Investment bankers are not usually in the business of calling out the industries they serve. John Chachas is an exception. Writing in The AI Journal, he makes the case that media and technology giants have inflicted serious, lasting damage on American democracy, and that the political class has been far too slow to respond.

His credentials make the argument hard to dismiss. Chachas spent three decades as one of the more active deal-bankers in American media, advising on the $18 billion buyout of Clear Channel Communications, Disney’s sale of ABC Radio, and E.W. Scripps’ $2.65 billion acquisition of ION Media. He founded Methuselah Advisors and now runs Inyo Broadcast Holdings. He knows the industry from the inside, and what he sees concerns him.

On local news, his position is unambiguous. Google and Facebook appropriated the content that made local journalism valuable without compensating the organizations that produced it. Advertising revenue that had sustained local papers for generations migrated to platforms that indexed that news without paying for it. “The big and destructive power of Google and Facebook was left totally unchecked,” he writes, “until the local media industry was essentially destroyed.”
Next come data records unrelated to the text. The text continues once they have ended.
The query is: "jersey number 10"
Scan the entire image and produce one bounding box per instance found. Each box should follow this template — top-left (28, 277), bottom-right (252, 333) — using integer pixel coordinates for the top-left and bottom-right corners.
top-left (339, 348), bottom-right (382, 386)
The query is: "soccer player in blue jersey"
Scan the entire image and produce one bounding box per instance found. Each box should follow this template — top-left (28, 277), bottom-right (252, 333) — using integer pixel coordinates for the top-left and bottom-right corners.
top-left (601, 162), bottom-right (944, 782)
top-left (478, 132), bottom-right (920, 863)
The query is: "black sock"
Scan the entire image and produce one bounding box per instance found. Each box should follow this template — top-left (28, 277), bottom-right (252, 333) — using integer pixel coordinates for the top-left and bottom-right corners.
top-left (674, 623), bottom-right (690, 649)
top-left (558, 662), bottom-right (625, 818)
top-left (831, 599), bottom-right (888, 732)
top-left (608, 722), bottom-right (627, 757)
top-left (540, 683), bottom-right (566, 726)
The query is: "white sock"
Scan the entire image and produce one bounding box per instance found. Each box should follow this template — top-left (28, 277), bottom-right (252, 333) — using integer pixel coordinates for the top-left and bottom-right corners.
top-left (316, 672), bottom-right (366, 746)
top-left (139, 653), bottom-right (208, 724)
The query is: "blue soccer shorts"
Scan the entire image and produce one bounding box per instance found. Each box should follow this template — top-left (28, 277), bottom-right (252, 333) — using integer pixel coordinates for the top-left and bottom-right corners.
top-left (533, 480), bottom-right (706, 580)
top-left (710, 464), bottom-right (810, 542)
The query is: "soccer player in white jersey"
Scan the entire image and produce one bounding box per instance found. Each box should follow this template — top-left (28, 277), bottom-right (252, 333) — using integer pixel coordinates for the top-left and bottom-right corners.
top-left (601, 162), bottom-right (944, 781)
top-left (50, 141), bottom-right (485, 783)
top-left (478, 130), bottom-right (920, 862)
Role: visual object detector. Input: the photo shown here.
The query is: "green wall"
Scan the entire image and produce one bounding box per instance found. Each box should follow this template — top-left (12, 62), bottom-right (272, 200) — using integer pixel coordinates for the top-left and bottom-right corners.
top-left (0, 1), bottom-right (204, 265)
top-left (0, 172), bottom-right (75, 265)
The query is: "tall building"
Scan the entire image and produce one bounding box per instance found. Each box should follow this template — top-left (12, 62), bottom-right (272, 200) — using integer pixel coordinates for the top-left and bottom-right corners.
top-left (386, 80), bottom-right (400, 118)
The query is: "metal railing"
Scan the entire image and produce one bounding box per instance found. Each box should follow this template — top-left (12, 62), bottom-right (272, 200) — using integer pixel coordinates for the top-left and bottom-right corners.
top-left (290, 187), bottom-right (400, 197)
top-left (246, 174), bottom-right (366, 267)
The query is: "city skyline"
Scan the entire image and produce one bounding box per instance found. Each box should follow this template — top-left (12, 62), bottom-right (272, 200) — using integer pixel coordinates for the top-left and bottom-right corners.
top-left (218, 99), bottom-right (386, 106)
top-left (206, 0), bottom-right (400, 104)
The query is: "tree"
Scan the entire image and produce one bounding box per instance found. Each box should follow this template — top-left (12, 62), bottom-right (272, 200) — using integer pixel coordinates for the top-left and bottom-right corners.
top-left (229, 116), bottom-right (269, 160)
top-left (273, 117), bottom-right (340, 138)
The civic function that local news served went with it. Nobody at Netflix is going to report on your city council. Nobody at Amazon is going to track the county sheriff. That work is simply not being done, and the streaming services now acquiring major production assets have no incentive to start. Chachas sees this as a democratic failure, not just a market one.

On artificial intelligence, his concern operates on two levels. The immediate level is employment. AI will eliminate substantial categories of white-collar work, and the workers left behind will be real people with mortgages, families, and skills that do not transfer easily. The longer-term level is control. He references the 1983 film WarGames as a genuine warning about what happens when technological systems advance beyond the institutional frameworks designed to govern them.

His proposed solution, a corporate-funded UBI trust tied to AI deployment, is designed to create a direct link between the economic gains from automation and support for displaced workers. Companies would still have every incentive to innovate. They would simply have to internalize some of the social cost of that innovation rather than externalizing it onto communities and government programs.

The larger argument is about accountability. Concentrated corporate power operating without meaningful oversight has already reshaped the media landscape. Chachas is making the case, with more credibility than most, that the same dynamic must not be allowed to play out unchecked in labor markets or in the governance of AI systems.